At its core is the idea that there are three essential ways of approaching a practice session.

  • Level 1) You show up. You do the job exactly as you’re told to do it; nothing more, nothing less. You get a little better.
  • Level 2) You show up. You do the job, and you target certain tasks that’ll help you toward your goal. You work the workout, push yourself, think about technique. You get a lot better.
  • Level 3) You show up, having thought about how today’s session fits into the larger goal. You work very hard, pushing yourself into the discomfort zone over and over, with full commitment. Later, you reflect/analyze/critique your performance with a cool, objective eye. You get a LOT better, creating what Gambetta calls “the quantum leap.”

Think of the three levels as bronze, silver, and gold. Level 3 is winning the workout.

Traditionally, when we talk about effective practice, we use the idea of focus — the amount of attention a person puts into their actions. After all, that’s the one word parents and coaches often yell from the sidelines — “Focus!” (And it usually works about as well as you’d expect.)

One reason I like Gambetta’s concept is that it takes us beyond the primitive idea of focus and into the more targeted idea of investment — sensing and measuring the total amount of time and energy put into the process of getting better.
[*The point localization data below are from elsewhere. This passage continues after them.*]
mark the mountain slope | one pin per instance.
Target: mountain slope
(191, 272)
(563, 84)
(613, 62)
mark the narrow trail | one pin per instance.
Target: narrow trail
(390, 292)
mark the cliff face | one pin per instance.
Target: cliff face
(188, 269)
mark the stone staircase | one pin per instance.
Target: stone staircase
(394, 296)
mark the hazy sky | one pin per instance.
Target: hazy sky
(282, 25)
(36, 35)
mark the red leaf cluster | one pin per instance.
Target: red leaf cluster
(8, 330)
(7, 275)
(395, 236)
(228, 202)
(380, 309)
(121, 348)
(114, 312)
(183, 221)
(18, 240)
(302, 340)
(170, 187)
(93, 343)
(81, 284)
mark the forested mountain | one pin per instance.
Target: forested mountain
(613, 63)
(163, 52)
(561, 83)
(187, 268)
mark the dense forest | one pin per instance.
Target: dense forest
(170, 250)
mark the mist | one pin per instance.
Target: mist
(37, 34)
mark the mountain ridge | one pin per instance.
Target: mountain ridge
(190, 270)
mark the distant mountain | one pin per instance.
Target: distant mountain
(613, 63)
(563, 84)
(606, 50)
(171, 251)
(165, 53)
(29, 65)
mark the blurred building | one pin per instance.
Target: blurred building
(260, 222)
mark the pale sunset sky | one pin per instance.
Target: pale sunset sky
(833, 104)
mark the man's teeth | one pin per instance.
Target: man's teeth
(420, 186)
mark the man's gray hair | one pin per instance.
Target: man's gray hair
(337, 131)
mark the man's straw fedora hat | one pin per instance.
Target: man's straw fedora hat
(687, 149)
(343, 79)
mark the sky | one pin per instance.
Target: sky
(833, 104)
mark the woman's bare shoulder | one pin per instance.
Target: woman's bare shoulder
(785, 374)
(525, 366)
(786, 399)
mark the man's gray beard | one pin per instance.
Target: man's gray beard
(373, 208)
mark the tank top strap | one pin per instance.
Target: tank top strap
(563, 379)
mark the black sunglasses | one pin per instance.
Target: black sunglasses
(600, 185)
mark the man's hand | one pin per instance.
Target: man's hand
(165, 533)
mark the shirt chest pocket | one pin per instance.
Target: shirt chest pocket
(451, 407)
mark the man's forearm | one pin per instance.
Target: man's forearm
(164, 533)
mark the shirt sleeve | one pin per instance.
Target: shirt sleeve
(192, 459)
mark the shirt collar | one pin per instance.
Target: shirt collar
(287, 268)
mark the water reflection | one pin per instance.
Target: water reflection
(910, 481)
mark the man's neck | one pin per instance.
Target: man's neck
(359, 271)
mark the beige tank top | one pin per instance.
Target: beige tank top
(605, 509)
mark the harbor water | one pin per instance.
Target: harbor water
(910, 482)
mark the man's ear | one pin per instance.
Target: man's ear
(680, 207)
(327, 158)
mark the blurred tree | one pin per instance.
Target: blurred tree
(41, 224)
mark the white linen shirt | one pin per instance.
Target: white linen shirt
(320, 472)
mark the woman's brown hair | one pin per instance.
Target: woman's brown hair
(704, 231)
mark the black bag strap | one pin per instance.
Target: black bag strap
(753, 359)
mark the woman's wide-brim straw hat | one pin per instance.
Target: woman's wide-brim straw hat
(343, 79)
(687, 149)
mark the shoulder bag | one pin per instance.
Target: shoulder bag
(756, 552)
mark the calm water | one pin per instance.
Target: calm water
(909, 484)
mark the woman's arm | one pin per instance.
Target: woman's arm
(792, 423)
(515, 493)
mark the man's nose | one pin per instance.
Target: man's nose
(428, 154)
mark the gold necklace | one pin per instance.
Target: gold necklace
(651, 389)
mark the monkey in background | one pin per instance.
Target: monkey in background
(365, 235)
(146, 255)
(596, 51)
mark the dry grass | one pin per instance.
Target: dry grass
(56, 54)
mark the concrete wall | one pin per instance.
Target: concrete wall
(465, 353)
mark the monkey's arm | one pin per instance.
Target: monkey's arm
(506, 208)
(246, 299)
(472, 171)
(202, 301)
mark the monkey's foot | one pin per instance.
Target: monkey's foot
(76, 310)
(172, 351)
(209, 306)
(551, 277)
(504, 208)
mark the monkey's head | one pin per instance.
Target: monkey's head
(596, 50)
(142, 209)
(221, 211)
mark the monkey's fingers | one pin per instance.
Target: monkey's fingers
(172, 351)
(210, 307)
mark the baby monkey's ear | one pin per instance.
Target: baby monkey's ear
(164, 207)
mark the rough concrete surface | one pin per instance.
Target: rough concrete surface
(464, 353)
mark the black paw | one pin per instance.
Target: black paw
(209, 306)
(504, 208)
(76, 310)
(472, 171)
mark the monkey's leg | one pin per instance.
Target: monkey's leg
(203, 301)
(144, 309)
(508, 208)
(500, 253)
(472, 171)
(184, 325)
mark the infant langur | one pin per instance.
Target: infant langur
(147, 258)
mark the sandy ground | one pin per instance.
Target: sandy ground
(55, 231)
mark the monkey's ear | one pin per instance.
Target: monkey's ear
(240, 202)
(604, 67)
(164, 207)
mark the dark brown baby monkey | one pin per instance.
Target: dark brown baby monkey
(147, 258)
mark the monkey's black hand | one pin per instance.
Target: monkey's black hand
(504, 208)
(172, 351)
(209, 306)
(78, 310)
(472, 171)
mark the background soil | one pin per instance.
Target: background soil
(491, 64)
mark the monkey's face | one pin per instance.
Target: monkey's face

I also like it because it embraces the semi-revolutionary idea that some of the most vital work happens away from the practice space, in the time we use to reflect, strategize, plan, and figure out honest answers to those two simple but immensely difficult questions we face every day: where are we right now, really? Where we want to be tomorrow?

The more immediate question is, how do you increase investment and win the workout? Here are two ideas.

  • 1) Notebooks. Writing stuff down is a good way to increase planning, reflection, and understanding; it lets us think our way past obstacles and see ourselves clearly. Check out writingathletes.com for some good ideas and tools.
  • 2) Make a habit of connecting every session, every drill, to the longterm goal. One way to think about this is to think like a movie camera, zooming in and out. Zoom in on the task, then zoom out to show where it fits in the bigger picture.

(Big thanks to sharp-eyed reader Gerald Murray for alerting me to Gambetta’s work.)